Gibbs was set up for blame by fellow squad members who already have admitted their roles in the killings, Stackhouse said. In proceedings reported by The Associated Press, Stackhouse said Gibbs was misunderstood by his fellow soldiers when he talked about previous killings of civilians during an earlier deployment to Iraq.
The court-martial is being held at Joint Base Lewis-McChord in Washington state.
“On hash-filled nights, under a cloud of intoxication . . . they’d talk about these things,” Stackhouse said. “What you are seeing in this case is the ultimate betrayal of an infantryman.”
Stackhouse conceded that Gibbs had kept fingers cut from the corpses of three civilians and that he used the trophies to threaten another unit member who was blowing the whistle on drug use among the soldiers. That was merely a reflection, he said, of the way in which U.S. troops had been conditioned to disassociate combat casualties from the human beings they once were.

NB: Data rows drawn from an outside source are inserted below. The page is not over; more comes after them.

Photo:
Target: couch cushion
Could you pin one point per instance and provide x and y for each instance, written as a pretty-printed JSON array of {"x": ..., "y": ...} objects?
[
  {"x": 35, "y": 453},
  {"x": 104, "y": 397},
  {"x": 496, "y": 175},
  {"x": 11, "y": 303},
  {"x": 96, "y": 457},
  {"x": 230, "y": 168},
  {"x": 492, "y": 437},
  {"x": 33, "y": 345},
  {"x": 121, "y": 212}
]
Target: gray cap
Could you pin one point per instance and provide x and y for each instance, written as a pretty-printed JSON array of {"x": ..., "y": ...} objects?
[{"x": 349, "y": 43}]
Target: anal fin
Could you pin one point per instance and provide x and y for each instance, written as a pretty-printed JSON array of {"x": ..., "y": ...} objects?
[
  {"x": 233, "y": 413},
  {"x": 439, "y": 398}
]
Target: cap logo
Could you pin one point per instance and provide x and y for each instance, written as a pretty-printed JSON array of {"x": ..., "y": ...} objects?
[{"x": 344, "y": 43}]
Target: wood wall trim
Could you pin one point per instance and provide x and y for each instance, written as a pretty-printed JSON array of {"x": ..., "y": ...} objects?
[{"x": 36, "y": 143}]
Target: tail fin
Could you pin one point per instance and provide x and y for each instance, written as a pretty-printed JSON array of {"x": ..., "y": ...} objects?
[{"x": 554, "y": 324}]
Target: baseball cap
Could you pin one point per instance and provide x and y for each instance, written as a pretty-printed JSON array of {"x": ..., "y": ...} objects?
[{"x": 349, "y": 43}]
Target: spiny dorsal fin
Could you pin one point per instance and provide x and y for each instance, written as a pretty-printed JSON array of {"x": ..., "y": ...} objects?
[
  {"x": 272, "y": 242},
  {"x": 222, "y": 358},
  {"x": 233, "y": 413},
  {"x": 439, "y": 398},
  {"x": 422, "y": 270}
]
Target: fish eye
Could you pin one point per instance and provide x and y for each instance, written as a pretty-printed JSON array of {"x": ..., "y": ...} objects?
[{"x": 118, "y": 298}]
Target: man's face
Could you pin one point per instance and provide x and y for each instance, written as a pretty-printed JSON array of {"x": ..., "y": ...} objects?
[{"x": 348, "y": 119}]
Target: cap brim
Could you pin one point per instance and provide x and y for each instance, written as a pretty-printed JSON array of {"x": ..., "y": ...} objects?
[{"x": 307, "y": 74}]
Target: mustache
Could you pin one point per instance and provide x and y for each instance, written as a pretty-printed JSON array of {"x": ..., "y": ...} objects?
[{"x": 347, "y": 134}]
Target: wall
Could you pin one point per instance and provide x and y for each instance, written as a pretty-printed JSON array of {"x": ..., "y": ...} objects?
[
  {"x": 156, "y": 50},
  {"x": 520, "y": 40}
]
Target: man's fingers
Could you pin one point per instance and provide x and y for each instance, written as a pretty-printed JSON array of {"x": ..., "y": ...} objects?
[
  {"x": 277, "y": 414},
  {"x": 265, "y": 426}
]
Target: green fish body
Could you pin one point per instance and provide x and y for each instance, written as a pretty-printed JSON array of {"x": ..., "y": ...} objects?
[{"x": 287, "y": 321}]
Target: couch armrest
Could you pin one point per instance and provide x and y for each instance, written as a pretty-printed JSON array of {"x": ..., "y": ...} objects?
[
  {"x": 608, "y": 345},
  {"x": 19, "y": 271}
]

But the Army prosecutor, Capt. Dan Mazzone, said Gibbs recognized a unit ripe for trouble when he joined what was then known as the 5th Stryker Brigade in Kandahar province in 2009.
“This platoon is out of control,” Mazzone said. “He sees weak leaders, he sees an opportunity, he sees soldiers who are willing to cross the line.”
Gibbs told other unit members it would be “easy” to get away with the murders as long as they took precautions, such as selecting targets from Taliban-friendly villages, Mazzone said, according to the Tacoma News-Tribune.
“People didn’t start dying until Staff Sgt. Gibbs joined Bravo Company,” Mazzone said. “At the end of the day, to quote Staff Sgt. Gibbs, it’s going to be that ‘easy’ to convict Staff Sgt. Gibbs.”
Gibbs, 26, from Billings, Mont., has pleaded not guilty to 16 charges, including the three killings between January and March 2010 that several unit members have said involved picking out and killing Afghan villagers and then making it look as if the victims had launched an attack.
If convicted, Gibbs faces a maximum sentence of life in prison.